This past weekend, thousands of Michigan Republican activists, legislators, leaders, donors, and candidates gathered for the state GOP’s 32nd biennial Mackinac Republican Leadership Conference.

Since 1955, Presidents and Vice Presidents, Presidential hopefuls and Party Leaders across the country state and national leaders have vied for the opportunity to speak at this important conference, which has become the largest, most significant Republican gathering in the Midwest (shy of the every-four-years Iowa caucus that is).

Past speakers include Presidents Ford, Reagan, Bush and Bush, and a who’s who of GOP presidential wannabes.
I have been attending this conference since 1985; as a senior at Central Michigan University, I was given the opportunity to volunteer by then-State Chairman Spence Abraham – which meant my room (five of us guys piled into one of the floral-patterned Grand Hotel guest rooms) and meals were covered in exchange for three days of indentured servitude.

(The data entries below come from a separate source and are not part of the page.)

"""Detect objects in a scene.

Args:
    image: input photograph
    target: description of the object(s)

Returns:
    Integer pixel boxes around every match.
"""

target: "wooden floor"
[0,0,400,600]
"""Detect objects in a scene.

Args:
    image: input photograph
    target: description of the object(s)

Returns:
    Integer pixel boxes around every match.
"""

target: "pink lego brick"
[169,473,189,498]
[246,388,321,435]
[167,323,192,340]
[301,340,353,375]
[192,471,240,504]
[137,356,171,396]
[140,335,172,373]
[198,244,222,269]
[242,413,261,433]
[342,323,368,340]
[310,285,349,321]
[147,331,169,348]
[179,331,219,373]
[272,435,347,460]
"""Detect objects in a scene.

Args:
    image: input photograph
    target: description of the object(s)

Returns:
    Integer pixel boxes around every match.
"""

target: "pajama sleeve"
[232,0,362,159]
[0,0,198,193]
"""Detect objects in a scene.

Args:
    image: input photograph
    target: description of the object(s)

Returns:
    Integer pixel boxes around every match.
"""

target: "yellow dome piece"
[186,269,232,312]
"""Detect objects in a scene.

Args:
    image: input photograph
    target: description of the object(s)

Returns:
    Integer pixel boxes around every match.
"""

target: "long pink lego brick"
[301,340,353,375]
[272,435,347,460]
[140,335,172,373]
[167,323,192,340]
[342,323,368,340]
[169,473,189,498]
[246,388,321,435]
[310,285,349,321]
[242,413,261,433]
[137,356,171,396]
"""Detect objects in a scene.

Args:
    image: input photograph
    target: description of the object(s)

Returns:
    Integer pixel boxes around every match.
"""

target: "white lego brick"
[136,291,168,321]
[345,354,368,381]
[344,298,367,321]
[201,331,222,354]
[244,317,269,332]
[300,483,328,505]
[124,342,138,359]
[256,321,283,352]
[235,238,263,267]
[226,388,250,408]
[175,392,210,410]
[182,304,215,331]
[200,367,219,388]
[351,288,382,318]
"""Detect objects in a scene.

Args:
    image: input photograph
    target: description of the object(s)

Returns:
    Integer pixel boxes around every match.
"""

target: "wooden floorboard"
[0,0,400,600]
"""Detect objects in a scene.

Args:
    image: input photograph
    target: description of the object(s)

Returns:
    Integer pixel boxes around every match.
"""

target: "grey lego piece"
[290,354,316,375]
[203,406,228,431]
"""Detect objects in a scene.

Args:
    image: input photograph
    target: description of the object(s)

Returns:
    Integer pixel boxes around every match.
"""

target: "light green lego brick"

In addition to stuffing welcome bags, working the registration desk, and standing outside meeting rooms as a directional guide my main job was to escort dignitaries flying to the island airport back to the Grand Hotel. It was my responsibility to know what time guests were arriving and how many people they were bringing with them so I could bring the right size carriage to the airport at the right time.
The carriage ride to the airport takes about 30 minutes – longer if the horses need to rest. In 1985 we had no cell phones, so once I departed the Grand for the airport, there was no further way to communicate (the airport is unmanned, and the landing lights are triggered by pilots as they approach) so the margin of error was nil.

1985 marked the attempt by Michigan Republicans to conduct a first-in-the-nation caucus – jumping ahead of even Iowa in the queue. This prompted lots of lawsuits and state rivalries, but it also made Michigan the focal point of early candidate organizational efforts. As a result, every Jack, George, Bob and Dick who were considering a run for President in 1988 felt they needed to be at Mackinac. This made my escort job quite busy.

On the final night of the conference, my last assignment was to meet former Congressman Jack Kemp and his team at the airport. They weren’t scheduled to arrive until close to 11:00, and would have a party of four. So I secured the appropriate carriage and we set out to meet the group. Of course, they were late. Normally this wouldn’t be a huge issue, but it turns out that the weather on Mackinac Island in late September is always a crap shoot. It can be 80 degrees, or it can be 8. On this night it was closer to 8, and as a poor, ignorant college student I was of course not properly dressed. I had no coat – only the Republican uniform – blue blazer and khaki pants. So without a warm room to wait in or a heated carriage to take the chill away, the driver and I froze as we hung out waiting for Team Kemp to arrive.
Finally, two hours later, we saw the landing lights come on, meaning a plane was approaching – it had to be Kemp, finally.  As the plane landed and taxied to the Quonset Hut-styled terminal, we climbed out of the carriage and prepared to greet our arriving guests. When the plane finally stopped and the door was thrown open, people started flowing out – and more and more kept coming – it was like a clown car. Kemp’s posse consisted of 10 people (with luggage) and I had a carriage large enough to fit six. So including the driver and myself, we were without sufficient space to handle the group, and no way to get to the Grand and back without forcing folks to wait for over an hour.

So we piled everyone into the carriage. We got eight people inside, sat two next to the driver and threw the luggage on top of the carriage. The only place left for me was on top of the luggage on top of the carriage. So I climbed up and held on for dear life as we made the late night trek back to the Grand.
Shortly after departing, in a moment Murphy must have a law to describe, I was wondering to myself how things could get any worse when it began snowing, and continued to snow for the entire 30 minute ride back to the hotel. Upon our arrival at the Grand, Team Kemp climbed out of the carriage for the warm confines of the lobby, while I was frozen in place on top of the carriage in my Republican uniform, gripping the luggage rack with the Congressman’s garment bag digging into my groin.

That was my first Mackinac Conference experience. Most everyone who has worked this event has a similar origin story. Ironically, mine would include going on to become the Michigan Republican Party’s Political Director, with the responsibility of actually running this conference in 1987 and 1989. Under my watch, all carriages bound for the airport had walkie-talkies (still no cell phones) so that we could make adjustments as necessary, and any future male interns could have a rewarding experience without having to risk reproductive capacity to frostbite.

Mark Pischea is a managing partner at Sterling Corporation, a Lambert company.